Quelques semaines plus tard, l’excitation est déjà retombée. L’ONVO L90 dort désormais sur une place de parking située à plus de cinq cents mètres de l’immeuble. Pour espérer en trouver une, M. Li quitte souvent le travail plus tôt et se presse avant ses voisins. Mais il ne regrette rien. La portière se ferme sans bruit : une option dernier cri. À l’intérieur, l’espace est vaste : sept places, sièges massants, écrans, silence feutré. Quand sa femme l’irrite trop avec ses remarques, il s’y réfugie, regarde un film, seul. Loin de l’appartement exigu où cohabitent parents, épouse et enfant, il rêve de week-ends idylliques.

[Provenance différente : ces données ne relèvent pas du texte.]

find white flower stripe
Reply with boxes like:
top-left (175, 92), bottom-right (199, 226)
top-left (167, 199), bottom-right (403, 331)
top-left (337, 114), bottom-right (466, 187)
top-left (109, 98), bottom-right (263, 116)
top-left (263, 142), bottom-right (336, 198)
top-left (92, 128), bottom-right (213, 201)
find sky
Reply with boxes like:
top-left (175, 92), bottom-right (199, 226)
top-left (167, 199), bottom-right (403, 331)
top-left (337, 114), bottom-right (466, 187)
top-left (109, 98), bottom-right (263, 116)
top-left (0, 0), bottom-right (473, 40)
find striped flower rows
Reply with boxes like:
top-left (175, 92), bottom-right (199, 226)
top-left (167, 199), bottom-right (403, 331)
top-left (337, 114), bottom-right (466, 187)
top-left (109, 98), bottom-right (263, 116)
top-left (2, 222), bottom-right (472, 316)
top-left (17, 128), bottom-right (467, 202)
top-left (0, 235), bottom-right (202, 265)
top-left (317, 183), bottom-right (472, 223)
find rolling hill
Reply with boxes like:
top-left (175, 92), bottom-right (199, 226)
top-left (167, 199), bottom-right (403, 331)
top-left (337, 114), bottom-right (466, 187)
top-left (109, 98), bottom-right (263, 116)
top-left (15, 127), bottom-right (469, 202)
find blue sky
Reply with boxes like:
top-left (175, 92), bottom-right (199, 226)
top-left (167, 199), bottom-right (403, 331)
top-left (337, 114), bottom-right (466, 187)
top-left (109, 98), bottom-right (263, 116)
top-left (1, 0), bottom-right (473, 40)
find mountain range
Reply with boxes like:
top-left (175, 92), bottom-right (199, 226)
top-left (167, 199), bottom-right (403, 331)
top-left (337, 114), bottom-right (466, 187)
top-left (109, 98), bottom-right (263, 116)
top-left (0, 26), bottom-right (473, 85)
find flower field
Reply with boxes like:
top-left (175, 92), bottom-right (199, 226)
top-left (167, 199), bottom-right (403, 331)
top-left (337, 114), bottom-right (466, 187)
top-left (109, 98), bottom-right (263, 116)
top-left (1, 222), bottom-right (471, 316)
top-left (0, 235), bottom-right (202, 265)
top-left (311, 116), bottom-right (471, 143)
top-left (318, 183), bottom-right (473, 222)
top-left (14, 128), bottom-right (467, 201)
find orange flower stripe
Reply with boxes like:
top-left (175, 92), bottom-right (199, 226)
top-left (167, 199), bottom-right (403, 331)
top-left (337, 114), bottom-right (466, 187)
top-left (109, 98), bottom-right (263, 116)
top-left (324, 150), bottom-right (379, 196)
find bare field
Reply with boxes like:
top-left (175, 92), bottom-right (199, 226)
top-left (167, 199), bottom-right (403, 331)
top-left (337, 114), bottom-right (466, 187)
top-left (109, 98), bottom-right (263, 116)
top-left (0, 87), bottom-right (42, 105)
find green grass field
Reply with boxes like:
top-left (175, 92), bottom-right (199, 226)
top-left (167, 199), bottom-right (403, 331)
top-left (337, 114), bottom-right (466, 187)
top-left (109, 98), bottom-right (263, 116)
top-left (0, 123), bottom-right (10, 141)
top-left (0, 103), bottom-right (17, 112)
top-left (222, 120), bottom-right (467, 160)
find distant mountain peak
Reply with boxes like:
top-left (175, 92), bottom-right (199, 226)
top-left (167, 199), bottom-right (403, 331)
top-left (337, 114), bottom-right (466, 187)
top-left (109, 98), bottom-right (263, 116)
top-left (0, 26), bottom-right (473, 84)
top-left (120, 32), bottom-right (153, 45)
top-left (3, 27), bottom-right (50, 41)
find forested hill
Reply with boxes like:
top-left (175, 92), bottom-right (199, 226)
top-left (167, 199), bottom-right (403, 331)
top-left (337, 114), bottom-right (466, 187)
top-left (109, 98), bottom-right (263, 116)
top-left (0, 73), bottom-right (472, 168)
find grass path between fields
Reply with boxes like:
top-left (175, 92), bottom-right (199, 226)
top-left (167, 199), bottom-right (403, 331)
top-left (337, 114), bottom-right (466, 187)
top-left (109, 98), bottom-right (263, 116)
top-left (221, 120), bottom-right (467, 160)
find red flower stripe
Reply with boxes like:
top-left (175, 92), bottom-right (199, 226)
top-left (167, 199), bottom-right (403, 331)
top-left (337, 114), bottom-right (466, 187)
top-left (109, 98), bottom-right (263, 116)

Les escapades en dehors de la ville sont pourtant rares. Il travaille beaucoup. Trop. Il tient à son salaire et redoute la prochaine vague de licenciements. Alors la routine reprend. Les trajets en métro aussi, quand même plus rapides et ponctuels. Les factures s’accumulent. Les fins de mois deviennent plus serrées. Le bouquet a fané, mais la photo reste sur WeChat. « Cette voiture, pense Mme Li, c’est du vent, des promesses en l’air. » Comme si un horizon désespérément gris pouvait s’effacer sous le vernis chromé d’un capot qui prend maintenant la poussière.